Для того чтобы оцениваемое явление, став привычным, потом не надоело, надо, чтобы оно обладало все новыми внутренними сокровищами; но немного есть душ, которые умеют выжать весь внутренний смысл из произведения; подавив лимон, насколько хватает сил, его отбрасывают, хотя в нем еще много соку. Некоторые двери в великих произведениях навсегда заперты для большинства, и, посетив и осмотрев все отпертое, средний человек начинает, зевая, бродить по залам. Поэтому-то искусство вынуждено усложняться. Статуи известного мастера давно примелькались, они превосходны, нет спору, но мы уже давно проходим мимо них по форуму, почти не замечая их; если новый мастер поставит рядом статую в том же духе, чем удивит он нас? Мы едва скользим по ней равнодушным взором. Нет, он должен дать нечто новое, более сложное, он должен вести нас вперед; пусть ощущение будет богаче, мы оценим его красоту, хотя бы для этого требовалась несколько большая затрата энергии: ведь мы уже привыкли ценить и понимать прекрасное.

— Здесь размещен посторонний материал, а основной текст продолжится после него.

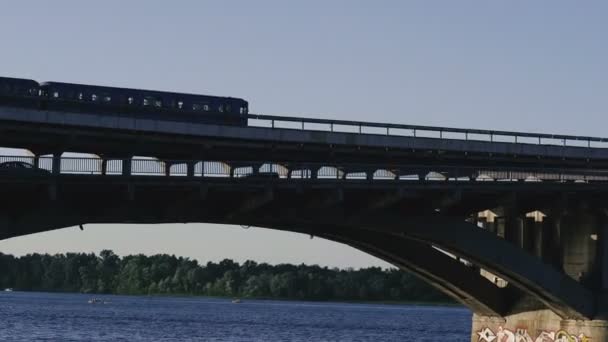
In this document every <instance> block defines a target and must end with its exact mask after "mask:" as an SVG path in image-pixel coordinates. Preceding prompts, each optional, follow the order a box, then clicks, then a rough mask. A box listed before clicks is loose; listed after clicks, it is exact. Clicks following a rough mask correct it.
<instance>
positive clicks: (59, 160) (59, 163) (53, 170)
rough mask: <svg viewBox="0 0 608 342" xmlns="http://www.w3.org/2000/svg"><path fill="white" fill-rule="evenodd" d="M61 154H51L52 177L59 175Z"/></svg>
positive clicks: (59, 171) (60, 161)
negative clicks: (51, 165) (52, 175)
mask: <svg viewBox="0 0 608 342" xmlns="http://www.w3.org/2000/svg"><path fill="white" fill-rule="evenodd" d="M61 154H62V153H61V152H59V153H53V164H52V167H51V170H52V171H51V172H52V173H53V174H54V175H58V174H60V173H61Z"/></svg>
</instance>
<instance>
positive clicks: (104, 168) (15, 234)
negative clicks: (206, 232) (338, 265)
mask: <svg viewBox="0 0 608 342" xmlns="http://www.w3.org/2000/svg"><path fill="white" fill-rule="evenodd" d="M607 143H608V139H604V138H597V137H579V136H568V135H551V134H535V133H518V132H505V131H491V130H467V129H450V128H439V127H425V126H411V125H396V124H378V123H366V122H353V121H334V120H319V119H304V118H290V117H275V116H265V115H250V117H249V126H248V127H236V126H217V125H204V124H191V123H183V122H175V121H171V120H170V119H167V120H164V121H158V120H152V119H150V120H147V119H145V118H140V119H133V118H128V117H121V116H107V115H103V114H95V113H86V112H83V113H75V112H74V113H72V112H58V111H41V110H36V109H31V108H30V109H26V108H12V107H0V146H3V147H13V148H22V149H27V150H29V151H30V152H31V155H29V156H1V157H0V163H4V162H10V161H20V162H26V163H28V164H32V165H35V166H36V167H35V168H32V169H27V170H14V169H0V184H1V185H0V186H1V187H2V194H3V196H1V198H0V203H1V205H0V239H8V238H11V237H16V236H21V235H26V234H33V233H37V232H43V231H48V230H53V229H58V228H63V227H69V226H78V225H83V224H86V223H176V222H183V223H187V222H207V223H223V224H236V225H242V226H256V227H265V228H269V229H279V230H285V231H292V232H298V233H304V234H309V235H311V236H318V237H322V238H325V239H329V240H333V241H337V242H340V243H345V244H348V245H351V246H353V247H355V248H357V249H360V250H362V251H365V252H367V253H369V254H371V255H375V256H377V257H379V258H381V259H384V260H386V261H388V262H390V263H392V264H394V265H396V266H398V267H400V268H401V269H404V270H407V271H410V272H412V273H414V274H416V275H418V276H419V277H421V278H423V279H425V280H426V281H428V282H429V283H430V284H432V285H433V286H435V287H437V288H438V289H440V290H441V291H443V292H445V293H446V294H448V295H449V296H451V297H452V298H454V299H455V300H457V301H459V302H461V303H462V304H464V305H466V306H467V307H469V308H470V309H471V310H472V311H473V313H474V316H473V322H472V330H471V341H494V340H496V341H503V339H504V340H505V341H544V340H542V339H541V338H545V340H555V341H566V340H567V341H589V340H594V341H602V340H606V339H608V318H607V317H606V299H605V298H606V296H605V294H606V291H607V290H608V266H607V265H608V230H607V229H608V225H607V222H608V220H607V216H606V215H607V213H608V212H607V210H606V209H607V208H608V203H607V200H608V196H606V194H607V191H608V144H607ZM66 152H78V153H87V154H91V155H94V157H69V156H68V155H67V154H66ZM0 165H2V164H0ZM100 209H103V210H100Z"/></svg>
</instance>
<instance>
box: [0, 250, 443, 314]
mask: <svg viewBox="0 0 608 342" xmlns="http://www.w3.org/2000/svg"><path fill="white" fill-rule="evenodd" d="M7 287H10V288H15V289H17V290H22V291H61V292H82V293H113V294H129V295H157V294H164V295H166V294H171V295H206V296H226V297H252V298H276V299H295V300H348V301H426V302H446V301H449V300H448V299H447V298H446V297H445V296H444V295H442V294H441V293H439V292H438V291H436V290H435V289H433V288H431V287H430V286H429V285H427V284H426V283H424V282H422V281H421V280H419V279H417V278H415V277H414V276H412V275H410V274H409V273H406V272H403V271H399V270H395V269H386V270H383V269H380V268H378V267H370V268H365V269H360V270H353V269H347V270H339V269H329V268H327V267H319V266H316V265H314V266H307V265H297V266H296V265H287V264H280V265H275V266H273V265H269V264H266V263H262V264H258V263H256V262H254V261H246V262H244V263H243V264H242V265H240V264H239V263H237V262H234V261H232V260H229V259H225V260H223V261H221V262H219V263H212V262H209V263H207V264H206V265H204V266H202V265H199V264H198V263H197V262H196V261H195V260H190V259H188V258H181V257H179V258H178V257H176V256H174V255H166V254H159V255H153V256H145V255H141V254H139V255H130V256H126V257H124V258H122V259H121V258H120V257H118V256H117V255H116V254H114V253H113V252H112V251H109V250H104V251H102V252H101V253H100V254H99V256H97V255H95V254H85V253H68V254H56V255H48V254H45V255H40V254H29V255H26V256H23V257H19V258H16V257H14V256H12V255H6V254H2V253H0V288H7Z"/></svg>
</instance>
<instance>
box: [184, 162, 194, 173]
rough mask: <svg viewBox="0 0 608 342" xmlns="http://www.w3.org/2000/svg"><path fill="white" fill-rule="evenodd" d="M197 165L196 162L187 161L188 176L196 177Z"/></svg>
mask: <svg viewBox="0 0 608 342" xmlns="http://www.w3.org/2000/svg"><path fill="white" fill-rule="evenodd" d="M195 165H196V163H195V162H188V163H186V168H187V171H186V173H187V176H188V177H194V166H195Z"/></svg>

Так от правильно симметричных, простых статуй ваяние идет к все большей свободе: позы становятся живыми, типы разнообразятся, чем дальше, тем больше; фигуры же не только смотрят в зеркало или красиво склоняются на палицу, они мечут диски, они бегут, они страдают, плачут, мускулы вздуваются в усилии, лица искажаются; потом статуи начинают расти непомерно, — ведь надо обратить внимание, отличиться от древних, превзойти их. А между тем выдумать новое и более совершенное данный народ или класс уже не в состоянии; гонимый жаждой новизны и оригинальности, он забывает о красоте, на место ее являются любопытные типы, занимательные сюжеты, живописное, экстравагантное. В поисках за новым основательно забывают старое; публика, наслаждаясь новым щекотанием нервов, пряной приправой сатиры, отвращения, сластолюбия, не замечает, как страшно пало искусство, и лишь позднейшие поколения с удивлением констатируют его падение. Во всех искусствах и во все эпохи развитие шло такими путями.
Значит ли это, что развитие искусства всегда циклично, всегда приводит к упадку? Нет, конечно. Что искусство должно расти и усложняться, — в том нет сомнения, но разве это неминуемо ведет к вычурности? Разве невозможно вкладывать в искусство все больше внутреннего содержания, разве может существовать апогей, nec plus ultra[75]
красоты? Так же мало, как и конечная точка в развитии науки, в развитии человеческой психики, человеческого общества. Но данный класс, народ, данная культура, дойдя до апогея, быть может, оказываются бессильными идти вперед. Дав блестящие образцы искусства, художник должен снова и снова превосходить себя, но где взять еще более высокое содержание, новые идеи, новые духовные горизонты, если общество пошло на убыль, если народ распался на враждебные силы, потерял свое достоинство, веру в свою миссию и своих богов? Если класс, под напором враждебных сил и благодаря вырождению, весь состоит из жалких эпигонов? Культура, общество идут вниз, а искусство продолжает развиваться, оно тщится дать все более роскошные цветы, но они оказываются странным пустоцветом.А между тем новая нация, новый класс не начинают там, где кончили старые. Тут действует другой закон, — закон относительности красоты. То, что легко и привычно для вас, трудно для меня, и наоборот, потому что привычки наши разные: то, что является желанным для вас, меня оставляет равнодушным. Прибавим к этому, что новый класс или раса развиваются обыкновенно во вражде с прежде господствовавшими и привыкают ненавидеть их культуру. Поэтому фактический ход развития культуры прерывист. В разных местах и в разное время начинало строить человечество и, достроив до пределов возможного, клонилось к упадку, не потому, чтобы встретилась невозможность объективная, а потому, что возможность субъективная была подорвана.
Но позднейшее поколение с развитием души, то есть богатства ассоциаций, с разграничением принципов оценки, с ростом исторического смысла и чувства, все более научается объективно наслаждаться всеми искусствами: и великолепно-чудовищная, словно бред опиофага[76]
, пагода индийцев, и подавляюще-тяжеловесные, ярко расцвеченные храмы египтян, и эллинское изящество, и экстазы готики, и бурная жизнерадостность Ренессанса становятся понятными и ценными, потому что новому человеку, всечеловеку, не чуждо ничто человеческое; подавляя одни ассоциации, подчеркивая другие, он из глубин своей психики вызывает настроение индуса, египтянина, не веруя, может умилиться молитвой ребенка, не жаждая крови, быть радостно потрясенным сокрушительным гневом Ахиллеса, погружаясь в бездонное глубокомыслие Фауста, с улыбкой смотреть забавный фарс или игривую оперетку.